German Minister Nancy Faeser announced on Wednesday a strengthening of mobile controls at the border with Poland (470 km long) and the Czech Republic (650 km).
She did not announce fixed controls, as demanded by the conservatives of the CDU, the main opposition party, an exceptional measure on the territory of the European Union, of which Brussels must be informed. “But I do not exclude the possibility that we will do it later”, if the additional controls “do not work”, she warned.
So far, the only fixed checkpoints to enter Germany are at the Austrian border, a legacy of the 2015-2016 migration crisis, when Europe’s largest economy welcomed more than a million refugees.
“Will we get there? »
If the situation at the borders has nothing to do with that time, when Germany did not count far from 200,000 illegal entries monthly, the police figures show an increase in flows, with a highest of 15,000. illegal entries in August.
Since the start of the year, more than 70,000 entries have been counted, an increase of almost 60% compared to the same period last year. As for asylum applications, they increased by 77% compared to 2022 (204,000, compared to 115,000), according to official statistics.
“Will we make it again? » asks the front page of the weekly Der Spiegelin reference to “We will get there” (“ Wir schaffen das ), the sentence pronounced in 2015 by former Chancellor Angela Merkel, who had been the symbol of the policy of openness to migrants.
Welcoming refugees has also returned to the center of debate with the strong surge of the German far-right AfD party, whose voting intentions are reaching records. “People go crazy when they see that 300,000 asylum seekers are rejected, do not leave, receive all the aid and all the care,” launched Friedrich Merz, the leader of the CDU, on Wednesday, who continues to toughen up his speech on immigration.
The majority is not left out: Finance Minister Christian Lindner, of the Liberal Party, estimated that Germany had “partially lost control of access” to its territory and that this situation “should not continue” .
Criticisms and tensions
Germany has been the target of criticism from Italy, particularly since it suspended the reception of migrants transferred by Rome as part of a European solidarity program.
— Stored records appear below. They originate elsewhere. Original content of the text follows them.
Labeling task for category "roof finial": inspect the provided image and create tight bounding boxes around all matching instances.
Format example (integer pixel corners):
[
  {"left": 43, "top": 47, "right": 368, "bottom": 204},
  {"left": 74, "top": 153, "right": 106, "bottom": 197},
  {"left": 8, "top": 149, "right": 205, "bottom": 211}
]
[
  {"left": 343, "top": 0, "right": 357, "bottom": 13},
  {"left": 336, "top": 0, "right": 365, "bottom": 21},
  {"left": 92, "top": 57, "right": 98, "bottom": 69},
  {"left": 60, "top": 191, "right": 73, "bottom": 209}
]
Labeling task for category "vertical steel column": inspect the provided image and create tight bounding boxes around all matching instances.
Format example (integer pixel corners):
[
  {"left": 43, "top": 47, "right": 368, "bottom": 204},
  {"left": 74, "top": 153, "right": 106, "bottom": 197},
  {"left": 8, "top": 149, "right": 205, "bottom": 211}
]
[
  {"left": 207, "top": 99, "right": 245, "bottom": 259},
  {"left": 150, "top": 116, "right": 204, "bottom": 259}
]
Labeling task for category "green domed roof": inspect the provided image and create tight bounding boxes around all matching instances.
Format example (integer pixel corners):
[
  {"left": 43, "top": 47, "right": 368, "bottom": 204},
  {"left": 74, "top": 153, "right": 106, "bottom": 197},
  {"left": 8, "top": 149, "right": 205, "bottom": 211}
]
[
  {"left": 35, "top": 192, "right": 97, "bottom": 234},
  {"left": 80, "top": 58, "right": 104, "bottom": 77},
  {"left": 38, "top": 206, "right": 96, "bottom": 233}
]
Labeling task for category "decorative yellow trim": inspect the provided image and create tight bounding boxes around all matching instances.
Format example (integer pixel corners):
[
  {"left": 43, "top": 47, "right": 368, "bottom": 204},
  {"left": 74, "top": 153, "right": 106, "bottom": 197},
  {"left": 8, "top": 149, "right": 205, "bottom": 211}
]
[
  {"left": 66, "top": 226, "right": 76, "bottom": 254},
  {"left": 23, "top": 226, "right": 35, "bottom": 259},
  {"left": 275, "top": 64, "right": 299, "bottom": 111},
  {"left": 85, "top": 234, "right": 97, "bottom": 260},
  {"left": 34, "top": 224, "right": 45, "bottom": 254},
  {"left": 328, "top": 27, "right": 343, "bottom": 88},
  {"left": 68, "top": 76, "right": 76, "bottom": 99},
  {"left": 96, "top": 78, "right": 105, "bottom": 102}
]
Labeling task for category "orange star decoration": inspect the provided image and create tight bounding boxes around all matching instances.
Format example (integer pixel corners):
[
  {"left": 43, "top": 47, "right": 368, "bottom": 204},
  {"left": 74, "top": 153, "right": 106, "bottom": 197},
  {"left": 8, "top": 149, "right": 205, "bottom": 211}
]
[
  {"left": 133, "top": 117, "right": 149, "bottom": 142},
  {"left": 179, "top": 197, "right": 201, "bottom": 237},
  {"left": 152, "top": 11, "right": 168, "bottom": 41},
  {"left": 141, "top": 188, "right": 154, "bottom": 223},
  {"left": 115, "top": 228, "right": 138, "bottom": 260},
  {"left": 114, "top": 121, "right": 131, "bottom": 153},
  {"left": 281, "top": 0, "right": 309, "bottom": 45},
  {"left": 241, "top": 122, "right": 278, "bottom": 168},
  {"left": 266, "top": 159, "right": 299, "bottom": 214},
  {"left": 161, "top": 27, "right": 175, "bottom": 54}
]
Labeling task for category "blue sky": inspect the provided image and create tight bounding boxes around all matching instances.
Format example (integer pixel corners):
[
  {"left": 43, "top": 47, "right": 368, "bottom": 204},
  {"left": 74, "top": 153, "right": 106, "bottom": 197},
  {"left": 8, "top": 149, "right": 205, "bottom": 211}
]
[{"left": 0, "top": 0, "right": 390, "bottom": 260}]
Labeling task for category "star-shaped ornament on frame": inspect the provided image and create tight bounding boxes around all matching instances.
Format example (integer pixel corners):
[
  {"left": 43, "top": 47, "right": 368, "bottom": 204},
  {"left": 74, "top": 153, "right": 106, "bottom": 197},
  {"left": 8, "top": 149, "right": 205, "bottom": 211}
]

Berlin is thus responding to Rome’s decision to waive its obligations to take back rejected asylum seekers in other countries.
Relations with Poland, through which migrants from the east pass, are also not in good shape: last week, Berlin and Brussels called on Warsaw to explain alleged fraud in entry visas into the EU which splashes members of the government.
Mme Faeser called on countries on Europe’s external borders, such as Italy and Poland, to “better protect the borders” and “apply the procedures” provided by Brussels. Without this, “open borders within the EU are in danger,” she warned.
In Germany, municipalities and regions, which have also absorbed the arrival of a million Ukrainian refugees since February 2022, say they are at the limit of their reception capacity.
A situation all the more delicate as looming in less than two weeks, on October 8, regional test elections for Olaf Scholz, in Bavaria and Hesse. The Minister of the Interior is a candidate for the Social Democrats, the chancellor’s party, in Hesse, the Frankfurt region.